IF: Blood Month is the first novel of a projected
trilogy. They will all be stand-alone novels, but they can properly be read in
sequence. The second novel, The Benevolence of the Butcher, is currently in a
late stage of progress. It’s being written, I mean. The third, No Go, has
been plotted in outline and, as a skeleton, awaits its fleshy dressing. Matthew
McAllister is pretty confident that he knows what happens next, but he can’t
wait to find out what actually happens next because the characters in the novel
are more surprising than he knows. That’s the fun of it. Otherwise there would
be no point.
It’s good. We go on as we go on. Like
Mehitabel the cat, whose raggedy arse has seen better days, our mantra is “jamais
triste, archie, toujours gai!”
Q: Iain Finlayson! Thank you so much. Good
luck with Blood Month, which I heartily recommend.
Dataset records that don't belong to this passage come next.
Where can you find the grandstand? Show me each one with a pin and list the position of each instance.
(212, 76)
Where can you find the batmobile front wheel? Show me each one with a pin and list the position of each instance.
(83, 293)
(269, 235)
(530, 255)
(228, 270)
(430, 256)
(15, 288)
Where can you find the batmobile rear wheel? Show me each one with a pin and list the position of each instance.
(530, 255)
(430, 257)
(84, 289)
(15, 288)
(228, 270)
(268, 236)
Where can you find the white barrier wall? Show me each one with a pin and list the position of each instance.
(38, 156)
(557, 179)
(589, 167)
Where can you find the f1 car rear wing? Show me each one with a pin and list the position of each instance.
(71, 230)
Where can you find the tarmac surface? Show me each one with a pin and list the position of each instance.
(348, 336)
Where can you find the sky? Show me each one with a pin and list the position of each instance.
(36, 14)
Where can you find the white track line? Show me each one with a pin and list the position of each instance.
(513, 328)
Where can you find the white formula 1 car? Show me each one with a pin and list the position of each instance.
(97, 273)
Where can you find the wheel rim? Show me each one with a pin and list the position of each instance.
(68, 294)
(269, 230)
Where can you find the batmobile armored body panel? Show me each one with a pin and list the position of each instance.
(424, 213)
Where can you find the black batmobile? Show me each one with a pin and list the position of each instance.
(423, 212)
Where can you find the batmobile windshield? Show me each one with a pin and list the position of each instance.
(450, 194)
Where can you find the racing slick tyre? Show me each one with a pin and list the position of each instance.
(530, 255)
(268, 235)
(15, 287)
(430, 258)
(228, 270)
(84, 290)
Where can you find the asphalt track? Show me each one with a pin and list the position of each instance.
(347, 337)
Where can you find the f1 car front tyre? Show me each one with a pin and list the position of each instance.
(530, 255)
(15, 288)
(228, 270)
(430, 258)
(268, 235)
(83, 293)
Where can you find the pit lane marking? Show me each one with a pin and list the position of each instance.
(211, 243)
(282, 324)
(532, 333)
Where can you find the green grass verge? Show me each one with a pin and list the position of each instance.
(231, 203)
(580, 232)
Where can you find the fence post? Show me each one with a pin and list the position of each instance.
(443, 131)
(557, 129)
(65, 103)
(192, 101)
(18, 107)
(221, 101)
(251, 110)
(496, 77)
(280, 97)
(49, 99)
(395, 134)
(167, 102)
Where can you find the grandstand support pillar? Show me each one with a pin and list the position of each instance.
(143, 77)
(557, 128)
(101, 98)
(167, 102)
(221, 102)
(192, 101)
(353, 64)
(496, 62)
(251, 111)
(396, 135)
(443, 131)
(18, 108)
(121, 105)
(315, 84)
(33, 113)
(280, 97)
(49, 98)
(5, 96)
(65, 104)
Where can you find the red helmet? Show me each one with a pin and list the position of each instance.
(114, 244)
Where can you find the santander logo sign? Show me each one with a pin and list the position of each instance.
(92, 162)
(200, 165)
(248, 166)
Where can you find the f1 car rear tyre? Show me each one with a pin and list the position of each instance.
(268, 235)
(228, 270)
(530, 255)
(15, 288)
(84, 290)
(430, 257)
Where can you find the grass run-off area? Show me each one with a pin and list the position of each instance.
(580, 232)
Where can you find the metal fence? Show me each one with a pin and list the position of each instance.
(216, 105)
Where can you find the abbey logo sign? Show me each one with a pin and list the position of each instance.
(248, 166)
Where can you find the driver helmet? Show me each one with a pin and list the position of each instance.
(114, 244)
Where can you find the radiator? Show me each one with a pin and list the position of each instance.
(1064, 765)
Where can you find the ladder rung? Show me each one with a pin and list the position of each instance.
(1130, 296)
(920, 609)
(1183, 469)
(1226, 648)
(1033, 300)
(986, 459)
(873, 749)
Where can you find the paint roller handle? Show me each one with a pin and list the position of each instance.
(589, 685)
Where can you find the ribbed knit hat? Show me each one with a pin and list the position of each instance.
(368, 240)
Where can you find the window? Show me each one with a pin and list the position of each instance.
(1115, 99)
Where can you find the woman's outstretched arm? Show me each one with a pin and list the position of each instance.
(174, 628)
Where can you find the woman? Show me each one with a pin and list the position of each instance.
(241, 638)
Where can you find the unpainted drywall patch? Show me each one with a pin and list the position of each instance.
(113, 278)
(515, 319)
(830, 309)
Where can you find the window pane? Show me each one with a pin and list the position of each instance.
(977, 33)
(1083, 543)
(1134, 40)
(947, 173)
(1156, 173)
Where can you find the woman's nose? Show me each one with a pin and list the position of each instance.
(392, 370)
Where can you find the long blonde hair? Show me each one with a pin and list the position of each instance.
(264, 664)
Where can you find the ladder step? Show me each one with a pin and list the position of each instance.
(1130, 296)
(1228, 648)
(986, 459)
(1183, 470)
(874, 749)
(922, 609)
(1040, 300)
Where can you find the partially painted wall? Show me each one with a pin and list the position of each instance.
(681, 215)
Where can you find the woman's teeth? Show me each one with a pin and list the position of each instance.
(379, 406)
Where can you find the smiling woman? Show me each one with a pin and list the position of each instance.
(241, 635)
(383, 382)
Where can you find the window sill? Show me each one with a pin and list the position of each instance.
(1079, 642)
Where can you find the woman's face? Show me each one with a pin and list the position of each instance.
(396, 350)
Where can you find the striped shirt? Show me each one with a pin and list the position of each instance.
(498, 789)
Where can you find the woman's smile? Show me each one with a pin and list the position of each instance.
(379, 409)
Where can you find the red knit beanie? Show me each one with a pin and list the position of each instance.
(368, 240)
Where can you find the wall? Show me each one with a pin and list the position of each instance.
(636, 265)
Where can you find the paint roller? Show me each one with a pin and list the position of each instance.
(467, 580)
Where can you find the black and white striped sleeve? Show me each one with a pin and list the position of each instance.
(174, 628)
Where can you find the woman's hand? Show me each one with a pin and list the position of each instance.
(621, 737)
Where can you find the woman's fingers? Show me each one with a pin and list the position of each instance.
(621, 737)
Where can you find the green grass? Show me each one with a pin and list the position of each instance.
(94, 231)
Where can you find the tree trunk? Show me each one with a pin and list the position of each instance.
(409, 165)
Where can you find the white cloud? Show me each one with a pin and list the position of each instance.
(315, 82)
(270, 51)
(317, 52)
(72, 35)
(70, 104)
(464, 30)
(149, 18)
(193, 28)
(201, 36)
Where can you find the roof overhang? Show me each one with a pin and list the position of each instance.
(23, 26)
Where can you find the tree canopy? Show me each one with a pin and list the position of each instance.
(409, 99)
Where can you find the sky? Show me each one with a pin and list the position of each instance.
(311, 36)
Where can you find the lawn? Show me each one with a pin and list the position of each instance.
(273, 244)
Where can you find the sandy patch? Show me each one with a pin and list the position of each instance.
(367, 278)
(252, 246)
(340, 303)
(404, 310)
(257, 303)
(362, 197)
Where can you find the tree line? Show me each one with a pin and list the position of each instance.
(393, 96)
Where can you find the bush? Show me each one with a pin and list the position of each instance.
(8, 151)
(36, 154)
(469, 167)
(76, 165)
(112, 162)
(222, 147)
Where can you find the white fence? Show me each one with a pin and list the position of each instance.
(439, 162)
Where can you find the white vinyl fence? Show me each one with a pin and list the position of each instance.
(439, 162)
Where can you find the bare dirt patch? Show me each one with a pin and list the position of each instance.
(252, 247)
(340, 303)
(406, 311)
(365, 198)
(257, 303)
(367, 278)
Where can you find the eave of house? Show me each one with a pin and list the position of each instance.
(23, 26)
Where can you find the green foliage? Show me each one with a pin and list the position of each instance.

The Atrium Editions website (extract - and read Matthew McAllister's inventive bio): click here
To buy a Kindle edition of Blood Month at £1.92 click here
6 comments:
I fear Mr Finlayson has just forfeited any right to be taken seriously by granting an interview to this ghastly porn site.
And you're here because....
Mr Finlayson has good reason to be taken seriously. I couldn't put "Blood Month" down - thank God my Kindle book cover has got a torch. If a film adaptation is made, I pray it does the delicious murders justice. I bet Patricia Highsmith is swooning in jealousy.
Morocco is a right s*ithole.
I've already said how much I like Blood Month so there's no reason for me to repeat myself here. But as I am here, I might as well. Blood Month is an excellent book and I wholeheartedly recommend it. So there. (And I'm looking forward to Tangiers...)
What is a double Gemini? Twice the hypocrite?